Menurut prediksi World Economic Forum, sebanyak 85 juta pekerjaan diproyeksikan akan hilang karena otomatisasi dan teknologi AI dalam beberapa tahun ke depan.
Ekonom digital dari Center of Economic and Law Studies (Celios), Nailul Huda, menyatakan bahwa pekerjaan yang berhubungan dengan administrasi hingga analisis data paling rentan digantikan oleh sistem berbasis AI.
Meski demikian, ia menekankan bahwa di sisi lain terdapat peluang terciptanya 97 juta lapangan kerja baru yang berkaitan erat dengan teknologi, khususnya di bidang pemrograman data dan pengembangan sistem digital.
Huda menilai evolusi ini tidak bisa dihindari dan harus direspons serius, terutama dalam mempersiapkan sumber daya manusia (SDM) di Indonesia agar mampu bersaing.

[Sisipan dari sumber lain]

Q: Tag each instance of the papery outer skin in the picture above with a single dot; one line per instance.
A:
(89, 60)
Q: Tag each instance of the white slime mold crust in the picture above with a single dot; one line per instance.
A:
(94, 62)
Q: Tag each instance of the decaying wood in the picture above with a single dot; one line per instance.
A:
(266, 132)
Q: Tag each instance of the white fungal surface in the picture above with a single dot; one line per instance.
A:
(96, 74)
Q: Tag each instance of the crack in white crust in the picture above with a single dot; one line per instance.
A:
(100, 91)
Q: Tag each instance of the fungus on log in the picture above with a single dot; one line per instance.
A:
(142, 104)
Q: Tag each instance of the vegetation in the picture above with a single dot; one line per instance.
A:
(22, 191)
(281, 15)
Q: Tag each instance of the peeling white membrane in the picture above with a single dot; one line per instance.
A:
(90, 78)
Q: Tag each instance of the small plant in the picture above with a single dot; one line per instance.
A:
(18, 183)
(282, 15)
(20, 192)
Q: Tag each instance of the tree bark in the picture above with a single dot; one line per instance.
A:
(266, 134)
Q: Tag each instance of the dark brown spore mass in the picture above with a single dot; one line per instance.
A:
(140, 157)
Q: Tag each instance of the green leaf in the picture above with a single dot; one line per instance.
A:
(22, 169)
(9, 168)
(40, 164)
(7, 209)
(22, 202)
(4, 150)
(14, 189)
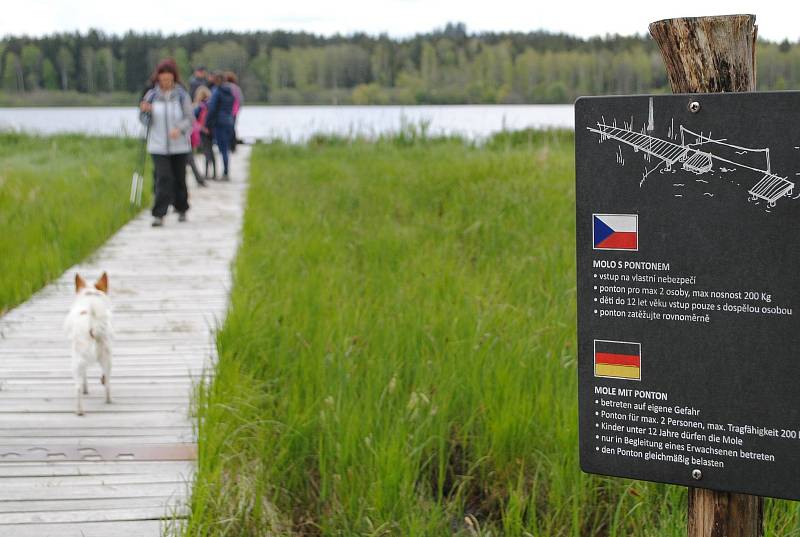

Menurutnya, kapasitas SDM teknologi di Indonesia masih sangat terbatas jika dibandingkan dengan negara tetangga seperti Malaysia, Vietnam, dan Thailand, yang tercermin dari posisi Human Capital Index Indonesia yang lebih rendah.
Akibat keterbatasan tersebut, banyak perusahaan teknologi di Indonesia yang terpaksa merekrut tenaga kerja asing dari Singapura, Malaysia, hingga India untuk memenuhi kebutuhan operasional digital mereka.
Ia menyebut adopsi teknologi digital yang lambat serta kurikulum pendidikan yang belum adaptif menjadi faktor utama keterlambatan pengembangan SDM digital di Tanah Air.
Sudah terjadi disrupsi nyata di sektor perbankan Indonesia, di mana layanan administratif seperti pembukaan dan pemblokiran rekening kini dilakukan secara digital, serta customer service mulai digantikan oleh chatbot berbasis AI.
Huda menegaskan bahwa Indonesia belum siap menghadapi gelombang transformasi ini meskipun dampaknya sudah mulai terasa di berbagai sektor ekonomi.
Dua raksasa teknologi global, Meta Platforms dan Microsoft, baru-baru ini melakukan restrukturisasi besar-besaran dengan merumahkan karyawan dan menawarkan pensiun dini sukarela untuk fokus berinvestasi di bidang kecerdasan buatan.
Berdasarkan memo internal pada Kamis (23/4/2026), Meta berencana memangkas sekitar 10 persen dari total tenaga kerjanya secara global.
Dengan jumlah karyawan sebanyak 78.865 orang per 31 Desember 2025, langkah ini diperkirakan akan berdampak pada sekitar 8.000 pekerja.